As personagens típicas e o descritivismo serviram a expor estas contradições internas,
como proposto por Lukács (cf. Gallo, 2012). A obra não oferece uma solução a estes
problemas, mas revela que há um sofrimento ignorado por parte daqueles que detêm o poder
naquele momento histórico, e revela de forma crua a situação insolúvel e imutável em que
encontram-se as instituições que exercem dominação em Portugal na segunda metade do
século XIX.
REFERÊNCIAS
GALLO, Renata Altenfelder Garcia. “A teoria do romance” e “O romance como epopeia
burguesa”: um estudo comparado da concepção de Romance em Georg Lukács. 2012.
Dissertação (mestrado) - Universidade Estadual de Campinas, Instituto de Estudos da
Linguagem, 2012.
MOTA, Aline Leal. Anticlericalismo em mutação: as três versões de “O Crime do Padre
Amaro” (1875-1876-1880), de Eça de Queirós. 2014. Dissertação (mestrado) - Universidade
do Estado do Rio de Janeiro, 2014.
QUEIRÓS, Eça de. O Crime do Padre Amaro. São Paulo: Ática, 10.ed., 1997.

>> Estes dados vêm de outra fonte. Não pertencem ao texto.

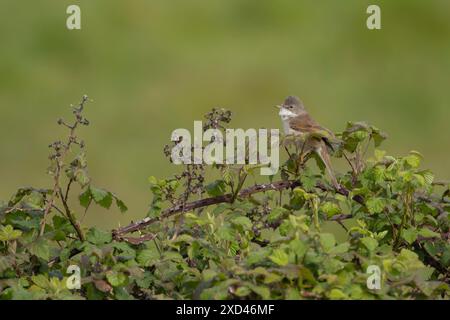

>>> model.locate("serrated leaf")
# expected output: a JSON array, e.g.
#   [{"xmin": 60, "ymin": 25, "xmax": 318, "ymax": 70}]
[
  {"xmin": 206, "ymin": 180, "xmax": 226, "ymax": 197},
  {"xmin": 269, "ymin": 249, "xmax": 289, "ymax": 266},
  {"xmin": 361, "ymin": 237, "xmax": 378, "ymax": 252},
  {"xmin": 320, "ymin": 202, "xmax": 341, "ymax": 218},
  {"xmin": 320, "ymin": 233, "xmax": 336, "ymax": 252},
  {"xmin": 89, "ymin": 186, "xmax": 113, "ymax": 209},
  {"xmin": 366, "ymin": 197, "xmax": 384, "ymax": 214},
  {"xmin": 402, "ymin": 227, "xmax": 419, "ymax": 244},
  {"xmin": 0, "ymin": 224, "xmax": 22, "ymax": 241},
  {"xmin": 419, "ymin": 228, "xmax": 441, "ymax": 238}
]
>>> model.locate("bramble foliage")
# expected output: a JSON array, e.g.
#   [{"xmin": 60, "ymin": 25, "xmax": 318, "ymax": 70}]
[{"xmin": 0, "ymin": 97, "xmax": 450, "ymax": 299}]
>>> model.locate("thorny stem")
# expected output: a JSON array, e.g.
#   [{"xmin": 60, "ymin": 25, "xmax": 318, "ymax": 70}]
[{"xmin": 39, "ymin": 95, "xmax": 88, "ymax": 241}]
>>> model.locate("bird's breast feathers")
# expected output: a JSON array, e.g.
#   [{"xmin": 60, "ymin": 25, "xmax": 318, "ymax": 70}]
[
  {"xmin": 279, "ymin": 108, "xmax": 299, "ymax": 134},
  {"xmin": 279, "ymin": 108, "xmax": 301, "ymax": 134}
]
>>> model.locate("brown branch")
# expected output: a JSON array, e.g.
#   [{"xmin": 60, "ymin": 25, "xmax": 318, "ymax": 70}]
[{"xmin": 112, "ymin": 180, "xmax": 364, "ymax": 239}]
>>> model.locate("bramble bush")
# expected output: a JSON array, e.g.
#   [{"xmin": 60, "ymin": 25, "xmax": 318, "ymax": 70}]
[{"xmin": 0, "ymin": 96, "xmax": 450, "ymax": 299}]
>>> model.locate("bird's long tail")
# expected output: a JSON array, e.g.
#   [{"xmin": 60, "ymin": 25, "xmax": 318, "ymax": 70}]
[{"xmin": 317, "ymin": 144, "xmax": 341, "ymax": 190}]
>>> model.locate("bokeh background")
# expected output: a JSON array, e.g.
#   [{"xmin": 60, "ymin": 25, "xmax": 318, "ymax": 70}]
[{"xmin": 0, "ymin": 0, "xmax": 450, "ymax": 227}]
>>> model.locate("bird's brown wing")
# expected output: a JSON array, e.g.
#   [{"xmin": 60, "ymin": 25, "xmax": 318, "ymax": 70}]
[
  {"xmin": 289, "ymin": 113, "xmax": 335, "ymax": 150},
  {"xmin": 289, "ymin": 113, "xmax": 334, "ymax": 136}
]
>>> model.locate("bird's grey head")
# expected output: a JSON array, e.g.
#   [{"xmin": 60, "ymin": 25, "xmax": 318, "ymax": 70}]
[
  {"xmin": 279, "ymin": 96, "xmax": 305, "ymax": 120},
  {"xmin": 281, "ymin": 96, "xmax": 305, "ymax": 114}
]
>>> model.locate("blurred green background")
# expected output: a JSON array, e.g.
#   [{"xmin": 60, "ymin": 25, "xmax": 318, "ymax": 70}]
[{"xmin": 0, "ymin": 0, "xmax": 450, "ymax": 227}]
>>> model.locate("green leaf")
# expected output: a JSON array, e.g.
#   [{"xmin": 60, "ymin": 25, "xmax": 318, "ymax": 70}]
[
  {"xmin": 106, "ymin": 270, "xmax": 128, "ymax": 287},
  {"xmin": 361, "ymin": 237, "xmax": 378, "ymax": 252},
  {"xmin": 403, "ymin": 151, "xmax": 422, "ymax": 168},
  {"xmin": 89, "ymin": 186, "xmax": 113, "ymax": 209},
  {"xmin": 28, "ymin": 238, "xmax": 50, "ymax": 261},
  {"xmin": 366, "ymin": 197, "xmax": 384, "ymax": 214},
  {"xmin": 269, "ymin": 249, "xmax": 289, "ymax": 266},
  {"xmin": 320, "ymin": 233, "xmax": 336, "ymax": 252},
  {"xmin": 329, "ymin": 242, "xmax": 350, "ymax": 254},
  {"xmin": 234, "ymin": 287, "xmax": 251, "ymax": 297},
  {"xmin": 206, "ymin": 180, "xmax": 226, "ymax": 197},
  {"xmin": 0, "ymin": 224, "xmax": 22, "ymax": 242},
  {"xmin": 86, "ymin": 228, "xmax": 112, "ymax": 245},
  {"xmin": 78, "ymin": 188, "xmax": 92, "ymax": 208},
  {"xmin": 31, "ymin": 274, "xmax": 50, "ymax": 290},
  {"xmin": 267, "ymin": 207, "xmax": 289, "ymax": 223},
  {"xmin": 231, "ymin": 216, "xmax": 253, "ymax": 230},
  {"xmin": 419, "ymin": 228, "xmax": 441, "ymax": 238},
  {"xmin": 116, "ymin": 198, "xmax": 128, "ymax": 213},
  {"xmin": 137, "ymin": 248, "xmax": 160, "ymax": 267},
  {"xmin": 402, "ymin": 227, "xmax": 418, "ymax": 244},
  {"xmin": 320, "ymin": 202, "xmax": 342, "ymax": 218}
]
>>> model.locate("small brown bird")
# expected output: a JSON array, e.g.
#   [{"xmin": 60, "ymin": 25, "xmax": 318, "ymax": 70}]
[{"xmin": 277, "ymin": 96, "xmax": 341, "ymax": 190}]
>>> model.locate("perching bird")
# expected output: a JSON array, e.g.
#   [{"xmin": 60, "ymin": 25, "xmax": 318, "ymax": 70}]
[{"xmin": 277, "ymin": 96, "xmax": 341, "ymax": 190}]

ROANI, Gerson Luiz. Eça de Queirós e a criação de um homem imoral. Revista Língua e
Literatura. Universidade Regional Integrada do Alto Uruguai e das Missões, v.5, n.8 e 9,
2003.
AUTOAVALIAÇÃO
Justificativa: Atribuo a nota 2,5 considerando, frente ao contexto de ensino remoto, o melhor
aproveitamento da disciplina, tanto nas aulas anteriores à suspensão das aulas, bem como nas
aulas expositivas síncronas em que o professor abordou obras e autores do Realismo e
Naturalismo portugueses. A partir do proposto em aula, com registros feitos em meu caderno,
parti para a produção do artigo acadêmico em que, articulado a teorias previamente estudadas
no fichamento e alinhadas à bibliografia básica do curso, consegui criar um material
consistente de consulta e análise da escola literária estudada que me ajudarão em minha
carreira como docente e pesquisador. As dificuldades do ensino remoto são inúmeras e sinto
que fui capaz de, dentro das limitações e desafios impostos pela situação, aproveitar a
disciplina. Agradeço ao professor e à instituição pelos esforços.